Aber versuch das mal mit der Nichtzahlung und berichte im Anschluss, wie das ausgegangen ist.... ich könnte mir das Ende schon jetzt vorstellen, will aber nicht spoilern :)

Habe bei einer anderen freiwilligen Versicherung mal probiert, ob die bei Nichtzahlung des Beitrages einfach nur von ihrem Kündigungsrecht Gebrauch macht und den Vertrag beendet. War aber nicht so, die wollten nach dem Mahnen zum Inkasso übergehen.

Wie aus deinem Text hervorgeht, ist gleichzeitig aber die Versicherung womöglich gemäß Vertrag nicht zur Leistung im Schadensfall verpflichtet, wenn man mit dem Beiträgen in Verzug ist. Wenn man (wie ich) den Versuch so "aus dem Vertrag rauszukommen" beendet und doch weiter bezahlt, dann zahlt man also auch für den Zeitraum, in dem die Versicherung vielleicht gar nicht geleistet hätte.

Zitat:

@NDLimit schrieb am 2. Mai 2022 um 08:38:17 Uhr:

 

Ich habe geheiratet und nun ein anderes Mädel kennengelernt.... darf ich die Ehefrau nun umtauschen?

Glückwunsch, das ging aber schnell.

Windel... keine Sorge... hatte keinen plötzlichen Tiefenrausch, der mich hätte so blöde werden lassen :)

Ich frage mich nach dem "warum" der beabsichtigten Aktion - mußt Du allerdings hier nciht beantworten!

Bei einer "einfach so" bzw. pauschalen Anfrage, kommen die Antworten wie hier oben raus.

Sollte es allerdings einen dringenden nachvollziehbaren Grund geben, dann kann ich mir gut vorstellen, dass man hier zu einer einvernehmlichen Lösung mit dem Versicherer kommen kann...

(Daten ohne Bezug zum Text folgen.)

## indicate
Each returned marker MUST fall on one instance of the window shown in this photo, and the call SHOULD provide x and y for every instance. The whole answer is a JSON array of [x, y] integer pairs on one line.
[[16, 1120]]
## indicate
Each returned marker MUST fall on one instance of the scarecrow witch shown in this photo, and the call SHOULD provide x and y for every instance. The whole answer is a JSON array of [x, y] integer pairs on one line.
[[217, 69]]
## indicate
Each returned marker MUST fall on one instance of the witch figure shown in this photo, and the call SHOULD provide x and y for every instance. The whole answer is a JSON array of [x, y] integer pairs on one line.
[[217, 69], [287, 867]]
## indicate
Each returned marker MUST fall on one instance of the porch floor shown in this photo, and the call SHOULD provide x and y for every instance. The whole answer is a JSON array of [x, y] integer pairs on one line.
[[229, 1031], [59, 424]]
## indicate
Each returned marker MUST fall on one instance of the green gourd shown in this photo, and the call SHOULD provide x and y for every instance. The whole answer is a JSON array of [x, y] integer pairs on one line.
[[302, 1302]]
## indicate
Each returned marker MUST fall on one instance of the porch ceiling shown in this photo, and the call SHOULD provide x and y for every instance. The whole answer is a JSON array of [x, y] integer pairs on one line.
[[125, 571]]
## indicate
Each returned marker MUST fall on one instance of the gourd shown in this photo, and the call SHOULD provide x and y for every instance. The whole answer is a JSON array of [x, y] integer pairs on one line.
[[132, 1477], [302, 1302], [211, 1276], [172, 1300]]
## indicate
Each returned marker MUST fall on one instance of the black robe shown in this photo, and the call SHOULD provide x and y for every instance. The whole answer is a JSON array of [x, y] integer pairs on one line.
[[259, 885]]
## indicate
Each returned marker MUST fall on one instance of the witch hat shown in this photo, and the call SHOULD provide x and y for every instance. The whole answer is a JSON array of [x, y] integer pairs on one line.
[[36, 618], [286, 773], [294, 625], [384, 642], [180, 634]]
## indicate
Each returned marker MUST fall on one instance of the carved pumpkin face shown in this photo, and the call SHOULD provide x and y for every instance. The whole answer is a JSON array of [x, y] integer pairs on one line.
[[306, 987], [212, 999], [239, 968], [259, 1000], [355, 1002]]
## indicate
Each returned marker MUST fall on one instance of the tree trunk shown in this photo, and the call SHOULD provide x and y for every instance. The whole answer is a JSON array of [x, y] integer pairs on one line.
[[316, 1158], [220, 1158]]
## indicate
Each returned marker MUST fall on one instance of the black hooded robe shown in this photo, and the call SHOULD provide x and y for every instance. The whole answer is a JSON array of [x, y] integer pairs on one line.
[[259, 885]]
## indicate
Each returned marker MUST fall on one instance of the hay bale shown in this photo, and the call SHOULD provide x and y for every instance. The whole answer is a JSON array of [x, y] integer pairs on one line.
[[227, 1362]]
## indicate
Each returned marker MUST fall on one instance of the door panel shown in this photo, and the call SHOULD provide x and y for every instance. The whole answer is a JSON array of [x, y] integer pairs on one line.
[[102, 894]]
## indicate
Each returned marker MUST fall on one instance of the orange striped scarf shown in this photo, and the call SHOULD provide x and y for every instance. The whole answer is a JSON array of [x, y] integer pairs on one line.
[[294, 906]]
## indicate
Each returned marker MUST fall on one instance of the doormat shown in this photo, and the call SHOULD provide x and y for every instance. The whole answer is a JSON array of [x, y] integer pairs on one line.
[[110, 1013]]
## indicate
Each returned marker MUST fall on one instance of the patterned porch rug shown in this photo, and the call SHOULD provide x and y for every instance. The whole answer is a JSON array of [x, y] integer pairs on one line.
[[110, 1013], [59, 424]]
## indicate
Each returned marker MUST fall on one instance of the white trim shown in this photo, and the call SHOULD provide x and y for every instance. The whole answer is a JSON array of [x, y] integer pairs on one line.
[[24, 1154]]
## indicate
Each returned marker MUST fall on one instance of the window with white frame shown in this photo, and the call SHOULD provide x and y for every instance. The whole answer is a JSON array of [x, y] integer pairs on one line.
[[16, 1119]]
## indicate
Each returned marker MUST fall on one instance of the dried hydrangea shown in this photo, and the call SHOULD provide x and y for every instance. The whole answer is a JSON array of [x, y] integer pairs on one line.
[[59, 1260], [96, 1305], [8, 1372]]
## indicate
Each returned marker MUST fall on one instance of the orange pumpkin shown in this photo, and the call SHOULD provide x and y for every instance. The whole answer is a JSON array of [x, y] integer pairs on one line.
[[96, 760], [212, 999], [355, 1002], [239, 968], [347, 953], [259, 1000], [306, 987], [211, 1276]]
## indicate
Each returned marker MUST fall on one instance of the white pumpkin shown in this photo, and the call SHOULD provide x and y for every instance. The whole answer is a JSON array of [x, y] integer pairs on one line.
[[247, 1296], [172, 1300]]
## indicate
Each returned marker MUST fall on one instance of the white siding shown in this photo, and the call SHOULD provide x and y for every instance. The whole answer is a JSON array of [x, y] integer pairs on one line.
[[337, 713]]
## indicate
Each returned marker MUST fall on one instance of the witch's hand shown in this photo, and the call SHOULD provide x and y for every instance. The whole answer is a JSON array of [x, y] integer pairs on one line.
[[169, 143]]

da der TE den inkludierten Kfz-Rechtschutz besonders erwähnt, hat er möglicherweise anderswo ein besseres oder gratis-Angebot dazu erhalten, vielleicht beim Neuwagenautokauf? Ich würde raten, den Umfang der Versicherung mit einem Berater so zu verändern, dass es passt. Wenn das nicht möglich ist, einfach den Vertrag erfüllen. Ich würde deswegen keinen neg. Schufa-Eintrag riskieren. Ich befürchte nämlich, zukünftig werden durch die veränderte Wirtschaftslage viele Firme wieder verstärkt auf die Liquidität der Verbraucher achten.

Zitat:

@keksemann schrieb am 2. Mai 2022 um 09:17:32 Uhr:

 

viele Firme wieder verstärkt auf die Liquidität der Verbraucher achten.

.was auch gut so ist. Wenn ich sehe was ich so auf den Tisch bekomm, weil irgendjemand meint, seinen Zahlungsverpflichtungen nicht nachkommen zu müssen ist schon erheblich.

Aus einem Vertrag herauszukommen, in dem ich einfach keine Beiträge bezahle, finde ich moralisch zumindest etwas bedenklich und auch wenig intelligent- zumal es offenbar noch nicht einmal den Versuch gab, mit der Versicherung Kontakt aufzunehmen und sich um eine gütliche Einigung zu bemühen. Und sich dann noch zu fragen, ob die "Drohtexte" ernst zu nehmen sind? Auweia.